Roanoke Times Copyright (c) 1995, Landmark Communications, Inc. DATE: WEDNESDAY, April 3, 1991 TAG: 9104030397 SECTION: CURRENT PAGE: NRV-1 EDITION: NEW RIVER VALLEY SOURCE: GREG EDWARDS/ NEW RIVER VALLEY BUREAU DATELINE: CHRISTIANSBURG LENGTH: Medium
Uniform growth across the county during the 1980s has made redistricting a simpler job for a citizens committee the supervisors asked to come up with a plan. Election law requires that voting districts be equalized every 10 years, following the national census.
Monday night, the supervisors will be asked to set the first of two proposed public hearings on redistricting for April 22. Another hearing will be held late in May.
Redistricting has been "pretty easy" compared with the task 10 years ago, said Joe Powers, the county's planning director. Powers, who has served as a staff member for the committee, said the great majority of the county's residents will not be affected by redistricting.
"It was not as upsetting as we thought it might have been, primarily because the county has grown all over," said committee Chairman John Hairston of Christiansburg.
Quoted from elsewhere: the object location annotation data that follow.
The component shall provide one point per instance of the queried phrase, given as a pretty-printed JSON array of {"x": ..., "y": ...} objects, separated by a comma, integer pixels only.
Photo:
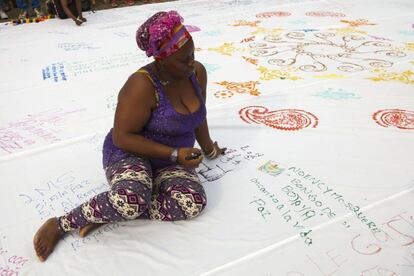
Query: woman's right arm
[{"x": 135, "y": 103}]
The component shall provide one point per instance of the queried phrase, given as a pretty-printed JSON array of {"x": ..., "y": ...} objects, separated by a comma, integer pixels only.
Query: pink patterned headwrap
[{"x": 162, "y": 34}]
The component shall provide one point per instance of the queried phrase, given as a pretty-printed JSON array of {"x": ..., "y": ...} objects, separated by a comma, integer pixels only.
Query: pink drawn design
[
  {"x": 273, "y": 14},
  {"x": 325, "y": 14},
  {"x": 283, "y": 119},
  {"x": 402, "y": 119}
]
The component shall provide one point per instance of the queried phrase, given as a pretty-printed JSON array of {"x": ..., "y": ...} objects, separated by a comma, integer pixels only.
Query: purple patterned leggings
[{"x": 174, "y": 193}]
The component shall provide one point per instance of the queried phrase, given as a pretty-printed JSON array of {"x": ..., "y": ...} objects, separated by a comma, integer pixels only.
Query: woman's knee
[
  {"x": 128, "y": 202},
  {"x": 191, "y": 202}
]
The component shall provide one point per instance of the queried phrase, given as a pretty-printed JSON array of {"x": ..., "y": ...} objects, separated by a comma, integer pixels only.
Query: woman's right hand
[{"x": 186, "y": 159}]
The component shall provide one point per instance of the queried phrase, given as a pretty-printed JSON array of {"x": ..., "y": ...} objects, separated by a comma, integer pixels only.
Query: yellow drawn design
[
  {"x": 347, "y": 30},
  {"x": 357, "y": 23},
  {"x": 250, "y": 60},
  {"x": 409, "y": 46},
  {"x": 267, "y": 74},
  {"x": 331, "y": 76},
  {"x": 248, "y": 39},
  {"x": 238, "y": 87},
  {"x": 383, "y": 75},
  {"x": 240, "y": 23},
  {"x": 262, "y": 30},
  {"x": 226, "y": 49}
]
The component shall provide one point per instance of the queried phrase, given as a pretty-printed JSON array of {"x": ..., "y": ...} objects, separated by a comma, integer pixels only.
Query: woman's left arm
[{"x": 210, "y": 148}]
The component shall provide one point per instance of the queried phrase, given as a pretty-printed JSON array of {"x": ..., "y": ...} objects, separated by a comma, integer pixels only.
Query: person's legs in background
[
  {"x": 36, "y": 8},
  {"x": 3, "y": 15},
  {"x": 22, "y": 5}
]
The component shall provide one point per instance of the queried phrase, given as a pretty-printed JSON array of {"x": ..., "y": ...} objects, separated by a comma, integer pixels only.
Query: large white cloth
[{"x": 314, "y": 99}]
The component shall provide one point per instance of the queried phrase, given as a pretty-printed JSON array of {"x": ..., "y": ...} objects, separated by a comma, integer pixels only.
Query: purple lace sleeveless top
[{"x": 165, "y": 126}]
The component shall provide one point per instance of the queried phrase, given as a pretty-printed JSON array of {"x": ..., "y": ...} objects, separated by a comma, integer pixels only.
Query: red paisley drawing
[
  {"x": 272, "y": 14},
  {"x": 325, "y": 14},
  {"x": 403, "y": 119},
  {"x": 283, "y": 119}
]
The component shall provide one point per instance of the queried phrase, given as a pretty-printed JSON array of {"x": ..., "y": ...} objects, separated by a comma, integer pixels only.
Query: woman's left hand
[{"x": 215, "y": 152}]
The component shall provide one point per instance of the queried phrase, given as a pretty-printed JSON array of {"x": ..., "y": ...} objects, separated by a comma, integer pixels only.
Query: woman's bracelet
[{"x": 212, "y": 154}]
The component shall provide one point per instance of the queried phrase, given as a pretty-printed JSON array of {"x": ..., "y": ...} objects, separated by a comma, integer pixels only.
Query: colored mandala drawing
[
  {"x": 248, "y": 39},
  {"x": 383, "y": 75},
  {"x": 211, "y": 67},
  {"x": 402, "y": 119},
  {"x": 407, "y": 32},
  {"x": 379, "y": 38},
  {"x": 240, "y": 23},
  {"x": 241, "y": 87},
  {"x": 325, "y": 14},
  {"x": 299, "y": 21},
  {"x": 192, "y": 29},
  {"x": 272, "y": 168},
  {"x": 314, "y": 51},
  {"x": 283, "y": 119},
  {"x": 272, "y": 14},
  {"x": 250, "y": 60},
  {"x": 357, "y": 23},
  {"x": 213, "y": 33},
  {"x": 409, "y": 46},
  {"x": 223, "y": 94},
  {"x": 347, "y": 30},
  {"x": 330, "y": 76},
  {"x": 336, "y": 94},
  {"x": 307, "y": 30},
  {"x": 226, "y": 49},
  {"x": 263, "y": 30},
  {"x": 285, "y": 73}
]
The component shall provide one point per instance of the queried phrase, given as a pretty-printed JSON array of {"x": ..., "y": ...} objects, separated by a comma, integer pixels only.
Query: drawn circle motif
[
  {"x": 223, "y": 94},
  {"x": 402, "y": 119},
  {"x": 325, "y": 14},
  {"x": 283, "y": 119},
  {"x": 272, "y": 14}
]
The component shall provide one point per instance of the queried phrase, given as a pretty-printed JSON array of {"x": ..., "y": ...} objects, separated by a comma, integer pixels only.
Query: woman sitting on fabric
[{"x": 149, "y": 156}]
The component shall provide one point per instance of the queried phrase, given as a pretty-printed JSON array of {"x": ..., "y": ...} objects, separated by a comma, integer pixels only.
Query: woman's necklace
[{"x": 163, "y": 82}]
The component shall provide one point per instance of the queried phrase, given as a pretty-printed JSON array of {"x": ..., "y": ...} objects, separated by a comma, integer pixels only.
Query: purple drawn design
[{"x": 192, "y": 28}]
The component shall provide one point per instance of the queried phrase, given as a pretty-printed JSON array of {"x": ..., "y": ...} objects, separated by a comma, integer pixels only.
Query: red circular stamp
[
  {"x": 325, "y": 14},
  {"x": 399, "y": 118},
  {"x": 283, "y": 119},
  {"x": 272, "y": 14}
]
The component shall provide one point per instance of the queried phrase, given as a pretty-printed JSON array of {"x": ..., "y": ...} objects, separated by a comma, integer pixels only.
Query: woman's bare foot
[
  {"x": 46, "y": 238},
  {"x": 84, "y": 231}
]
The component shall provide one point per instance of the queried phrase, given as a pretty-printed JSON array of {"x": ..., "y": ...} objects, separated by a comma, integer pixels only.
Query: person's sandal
[
  {"x": 78, "y": 21},
  {"x": 81, "y": 18}
]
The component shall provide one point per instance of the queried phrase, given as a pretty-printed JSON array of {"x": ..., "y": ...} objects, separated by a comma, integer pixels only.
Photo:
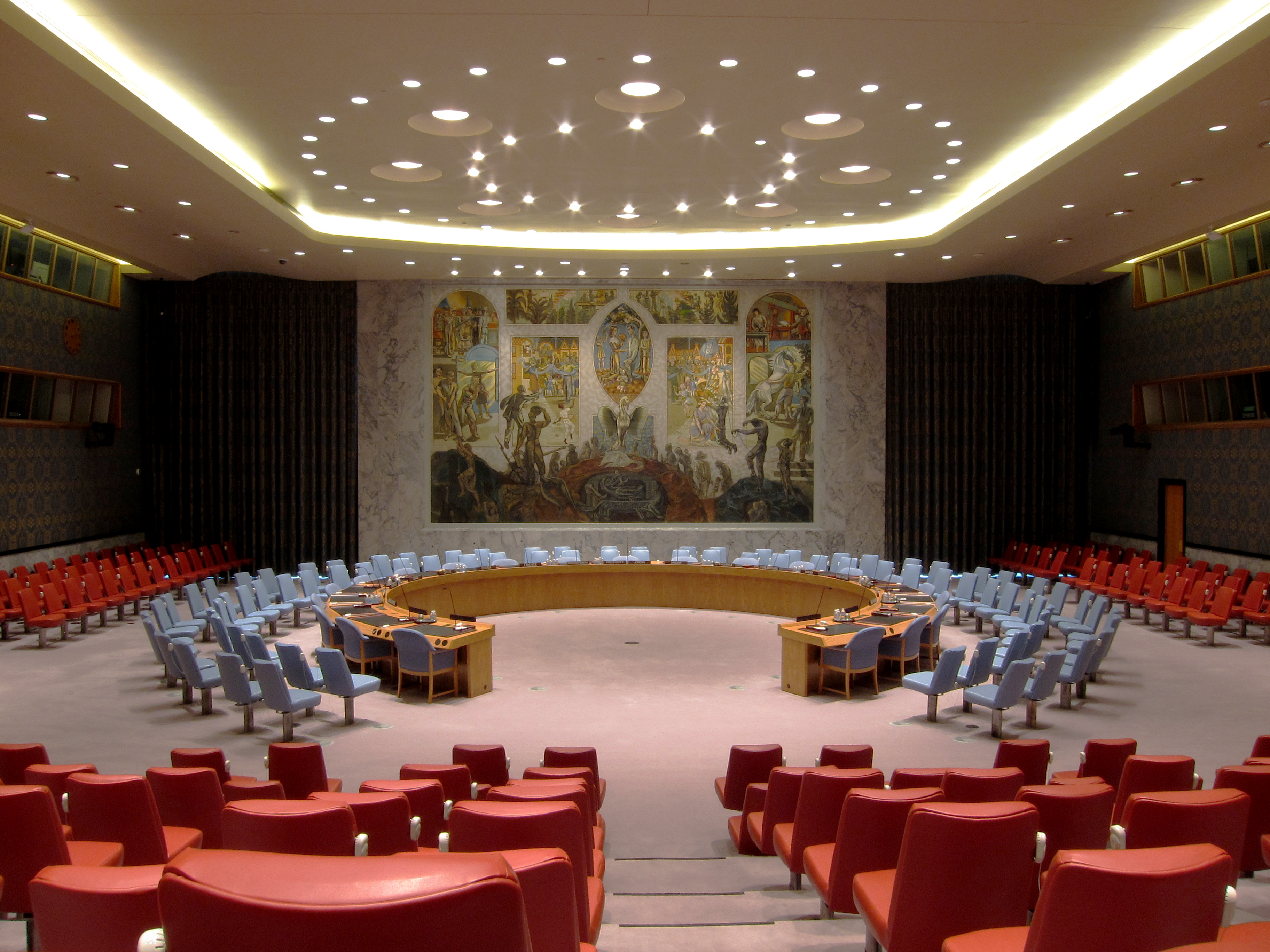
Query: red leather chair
[
  {"x": 427, "y": 803},
  {"x": 929, "y": 897},
  {"x": 300, "y": 767},
  {"x": 550, "y": 907},
  {"x": 31, "y": 838},
  {"x": 906, "y": 777},
  {"x": 746, "y": 764},
  {"x": 219, "y": 901},
  {"x": 577, "y": 757},
  {"x": 1254, "y": 781},
  {"x": 478, "y": 827},
  {"x": 384, "y": 818},
  {"x": 1136, "y": 901},
  {"x": 849, "y": 757},
  {"x": 964, "y": 785},
  {"x": 96, "y": 909},
  {"x": 121, "y": 809},
  {"x": 191, "y": 798},
  {"x": 780, "y": 804},
  {"x": 1032, "y": 757},
  {"x": 16, "y": 758},
  {"x": 816, "y": 818},
  {"x": 303, "y": 827},
  {"x": 1185, "y": 817},
  {"x": 1103, "y": 760},
  {"x": 869, "y": 836},
  {"x": 487, "y": 762},
  {"x": 455, "y": 780},
  {"x": 54, "y": 776},
  {"x": 1150, "y": 775}
]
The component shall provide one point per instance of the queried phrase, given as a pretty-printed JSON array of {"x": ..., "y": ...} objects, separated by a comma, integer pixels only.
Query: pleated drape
[
  {"x": 252, "y": 386},
  {"x": 990, "y": 389}
]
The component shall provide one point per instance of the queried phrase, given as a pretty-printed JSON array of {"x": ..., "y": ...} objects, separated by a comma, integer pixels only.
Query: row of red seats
[
  {"x": 853, "y": 834},
  {"x": 547, "y": 824}
]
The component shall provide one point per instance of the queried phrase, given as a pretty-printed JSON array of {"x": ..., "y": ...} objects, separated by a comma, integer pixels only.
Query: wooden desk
[{"x": 476, "y": 674}]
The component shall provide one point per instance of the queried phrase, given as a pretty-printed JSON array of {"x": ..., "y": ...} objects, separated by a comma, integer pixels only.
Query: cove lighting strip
[{"x": 1141, "y": 78}]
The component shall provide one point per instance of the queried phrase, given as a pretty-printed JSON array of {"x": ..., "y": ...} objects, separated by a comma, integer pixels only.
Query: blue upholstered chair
[
  {"x": 284, "y": 700},
  {"x": 1001, "y": 697},
  {"x": 1042, "y": 685},
  {"x": 360, "y": 649},
  {"x": 298, "y": 672},
  {"x": 198, "y": 673},
  {"x": 909, "y": 646},
  {"x": 859, "y": 657},
  {"x": 417, "y": 656},
  {"x": 238, "y": 690},
  {"x": 938, "y": 682},
  {"x": 341, "y": 682}
]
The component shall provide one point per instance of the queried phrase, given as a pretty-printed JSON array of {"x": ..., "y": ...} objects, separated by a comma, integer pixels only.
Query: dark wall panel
[
  {"x": 988, "y": 404},
  {"x": 254, "y": 415}
]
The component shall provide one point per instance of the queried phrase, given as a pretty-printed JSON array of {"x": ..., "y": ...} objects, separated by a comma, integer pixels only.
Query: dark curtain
[
  {"x": 252, "y": 385},
  {"x": 990, "y": 384}
]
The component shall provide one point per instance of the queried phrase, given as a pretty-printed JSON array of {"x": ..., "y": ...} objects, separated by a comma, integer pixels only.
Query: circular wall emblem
[{"x": 73, "y": 335}]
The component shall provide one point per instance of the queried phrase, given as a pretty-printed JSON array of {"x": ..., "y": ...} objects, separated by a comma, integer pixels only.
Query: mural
[
  {"x": 564, "y": 306},
  {"x": 510, "y": 445},
  {"x": 623, "y": 353},
  {"x": 463, "y": 320},
  {"x": 689, "y": 306}
]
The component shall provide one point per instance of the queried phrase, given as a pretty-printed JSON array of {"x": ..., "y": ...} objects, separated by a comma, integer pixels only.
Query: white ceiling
[{"x": 1000, "y": 74}]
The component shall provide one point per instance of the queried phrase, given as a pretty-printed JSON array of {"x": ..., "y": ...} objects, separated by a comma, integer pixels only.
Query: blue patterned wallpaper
[
  {"x": 1227, "y": 490},
  {"x": 53, "y": 488}
]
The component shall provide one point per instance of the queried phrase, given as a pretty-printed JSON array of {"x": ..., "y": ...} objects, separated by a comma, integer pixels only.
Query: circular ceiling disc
[
  {"x": 430, "y": 124},
  {"x": 621, "y": 103},
  {"x": 801, "y": 129},
  {"x": 394, "y": 174}
]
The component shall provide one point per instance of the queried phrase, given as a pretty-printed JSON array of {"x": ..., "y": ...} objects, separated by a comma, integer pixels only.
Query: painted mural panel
[
  {"x": 690, "y": 306},
  {"x": 559, "y": 306},
  {"x": 463, "y": 320},
  {"x": 623, "y": 353}
]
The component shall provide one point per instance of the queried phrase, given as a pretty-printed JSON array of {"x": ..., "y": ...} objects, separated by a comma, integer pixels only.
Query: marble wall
[{"x": 395, "y": 428}]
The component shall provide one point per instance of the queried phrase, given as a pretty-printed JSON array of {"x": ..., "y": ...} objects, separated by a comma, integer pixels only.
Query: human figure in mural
[{"x": 756, "y": 458}]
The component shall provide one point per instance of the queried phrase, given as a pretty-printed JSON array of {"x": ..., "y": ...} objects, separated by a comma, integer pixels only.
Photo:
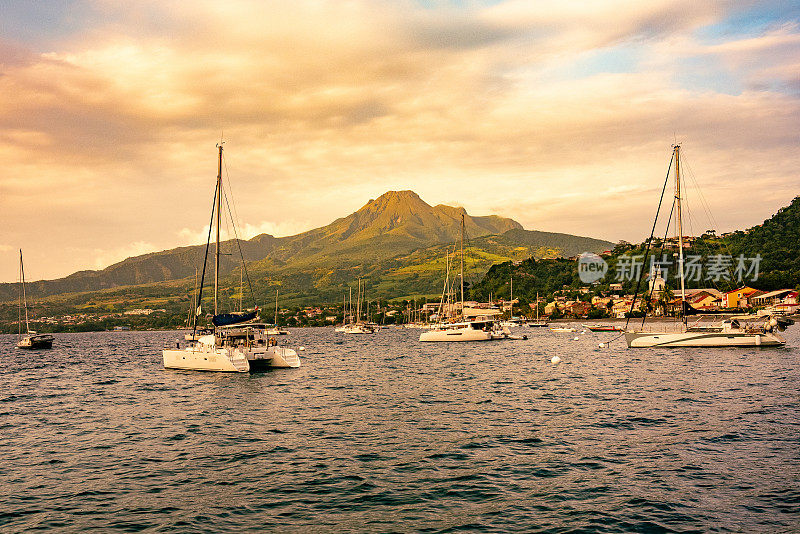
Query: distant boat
[
  {"x": 537, "y": 323},
  {"x": 31, "y": 339},
  {"x": 355, "y": 325},
  {"x": 603, "y": 328},
  {"x": 236, "y": 343},
  {"x": 461, "y": 329},
  {"x": 275, "y": 330},
  {"x": 739, "y": 331}
]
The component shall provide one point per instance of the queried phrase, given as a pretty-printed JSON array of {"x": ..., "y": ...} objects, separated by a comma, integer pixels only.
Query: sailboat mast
[
  {"x": 216, "y": 249},
  {"x": 680, "y": 225},
  {"x": 462, "y": 264},
  {"x": 24, "y": 296},
  {"x": 512, "y": 297}
]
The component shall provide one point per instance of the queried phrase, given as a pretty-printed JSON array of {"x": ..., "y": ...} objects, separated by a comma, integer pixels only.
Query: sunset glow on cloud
[{"x": 560, "y": 116}]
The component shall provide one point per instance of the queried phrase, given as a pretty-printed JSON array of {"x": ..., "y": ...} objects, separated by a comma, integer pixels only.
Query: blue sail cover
[{"x": 224, "y": 319}]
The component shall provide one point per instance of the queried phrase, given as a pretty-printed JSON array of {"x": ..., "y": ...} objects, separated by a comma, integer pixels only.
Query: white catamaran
[
  {"x": 31, "y": 339},
  {"x": 461, "y": 329},
  {"x": 237, "y": 343},
  {"x": 736, "y": 331}
]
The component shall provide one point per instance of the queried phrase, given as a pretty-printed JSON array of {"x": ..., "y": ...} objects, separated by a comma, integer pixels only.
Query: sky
[{"x": 560, "y": 115}]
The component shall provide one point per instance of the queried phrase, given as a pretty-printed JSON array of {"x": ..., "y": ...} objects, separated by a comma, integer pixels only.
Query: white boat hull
[
  {"x": 702, "y": 339},
  {"x": 241, "y": 359},
  {"x": 456, "y": 334},
  {"x": 36, "y": 341}
]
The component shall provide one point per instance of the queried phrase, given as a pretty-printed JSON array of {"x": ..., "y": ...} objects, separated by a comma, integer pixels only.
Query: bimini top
[{"x": 224, "y": 319}]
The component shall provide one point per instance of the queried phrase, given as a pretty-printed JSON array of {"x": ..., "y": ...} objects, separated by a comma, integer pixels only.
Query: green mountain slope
[
  {"x": 775, "y": 241},
  {"x": 396, "y": 242}
]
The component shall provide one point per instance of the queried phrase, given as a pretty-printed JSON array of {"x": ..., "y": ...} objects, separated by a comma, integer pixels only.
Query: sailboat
[
  {"x": 357, "y": 326},
  {"x": 275, "y": 330},
  {"x": 537, "y": 323},
  {"x": 196, "y": 333},
  {"x": 237, "y": 344},
  {"x": 31, "y": 340},
  {"x": 461, "y": 329},
  {"x": 736, "y": 331}
]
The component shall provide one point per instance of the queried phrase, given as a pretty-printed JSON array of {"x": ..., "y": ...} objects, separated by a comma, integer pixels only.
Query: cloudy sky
[{"x": 560, "y": 115}]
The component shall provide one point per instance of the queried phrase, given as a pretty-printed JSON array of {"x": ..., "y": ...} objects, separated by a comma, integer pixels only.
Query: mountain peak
[{"x": 391, "y": 198}]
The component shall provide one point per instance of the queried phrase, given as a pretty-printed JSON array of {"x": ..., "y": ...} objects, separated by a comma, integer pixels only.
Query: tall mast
[
  {"x": 24, "y": 297},
  {"x": 241, "y": 286},
  {"x": 358, "y": 302},
  {"x": 680, "y": 224},
  {"x": 462, "y": 265},
  {"x": 512, "y": 297},
  {"x": 216, "y": 249}
]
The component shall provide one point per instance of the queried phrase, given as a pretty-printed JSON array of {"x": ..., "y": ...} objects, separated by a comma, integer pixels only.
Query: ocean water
[{"x": 384, "y": 434}]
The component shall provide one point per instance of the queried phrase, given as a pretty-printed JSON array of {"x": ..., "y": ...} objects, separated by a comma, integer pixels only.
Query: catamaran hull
[
  {"x": 702, "y": 339},
  {"x": 466, "y": 334},
  {"x": 191, "y": 359},
  {"x": 36, "y": 342},
  {"x": 273, "y": 358},
  {"x": 237, "y": 361}
]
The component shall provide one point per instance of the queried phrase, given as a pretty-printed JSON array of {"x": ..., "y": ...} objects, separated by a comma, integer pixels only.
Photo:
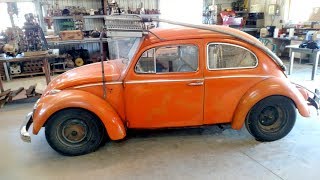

Hairston of the National Association for the Advancement of Colored People is one of two non-voting members on the committee.
Following the latest census, District A in the northern part of the county, represented by Supervisor Jim Moore, and District D in southwestern Montgomery County, served by Board Chairman Henry Jablonski, varied the most from the ideal-sized district.
The latest census figures show the county now has 73,913 residents, compared with 63,307 in 1980. This means the seven districts should have an ideal population of 10,599 people.
District A grew the most and is now 10 percent larger than the ideal district. District D grew less than average and is 6 percent smaller than the ideal. The courts have ruled voting districts should not vary more than 5 percent from the ideal size.
But the biggest shift proposed by the committee is due to a new state requirement that boundary lines follow geographic or physical features such as roads, ridge lines and streams. "The idea is to get a boundary people can recognize," said committee member Mary Fessler of Blacksburg.
Chairman Hairston said the group rode all over the county looking for boundary lines that would have to be changed.
The biggest proposed change would require that 853 people living in Supervisor Joe Stewart's District C be moved into Supervisor Henry Jablonski's District D. Those people live in subdivisions off South Franklin Street, south of I-81 in Christiansburg.
Another major change would move 184 people in the Murphy Subdivision in Supervisor James Moore's district into Supervisor George Gray's District G.
Other changes suggested to meet the requirement for physical boundaries include the move of 80 people in the Woodland Hills Subdivision in Moore's district into Supervisor Ann Hess' District B and the shift of 60 people who live in Hess' district near the southeast Blacksburg corporate limits into Moore's district. Also proposed would be the shift of 66 people in the Pilot Mountain area from Jablonski's district to Stewart's.
Because these boundary adjustment still do not bring some districts within an acceptable range of the ideal size, the redistricting committee has come up with a list of five options aimed at doing that. "We are giving [the supervisors] several options to consider," said Fessler, who represents Moore's district on the committee.
Moore's district near Blacksburg posed the biggest problem because of its large growth. Two of the options involve shifting up to 578 residents out of Moore's district into districts represented by Supervisors Todd Solberg and Gray.
The supervisors also asked the committee to come up with a more equal distribution of students living in the dormitories at Virginia Tech, even though most students don't register to vote.
A majority, 4,931, of the 7,954 students living in Tech dorms are currently in Supervisor Ira Long's District E. Each of the committee's proposals for dealing with dorm students does not alter the current situation much.
Other directions the supervisors gave the committee were that districts including Blacksburg and Christiansburg contain a mix of urban and rural population and that the attendance zones of Shawsville and Auburn high schools be included in two election districts.
After the supervisors set the public hearing, redistricting maps will be placed in municipal buildings and libraries in Blacksburg and Christiansburg and in the county courthouse.
Keywords:
POLITICS
***CORRECTION***
PUBLISHED CORRECTION RAN ON APRIL 4, 1991.
BECAUSE OF A PRODUCTION ERROR, SOME INFORMATION WAS OBSCURED IN A CHART ON PAGE 1 OF WEDNESDAY'S NEW RIVER CURRENT. THE PHRASE READ, "AN IDEAL DISTRICT IS ONE THAT WOULD BE EQUAL IN POPULATION TO ALL OTHER DISTRICTS WITH EACH CONTAINING 10,599 PEOPLE."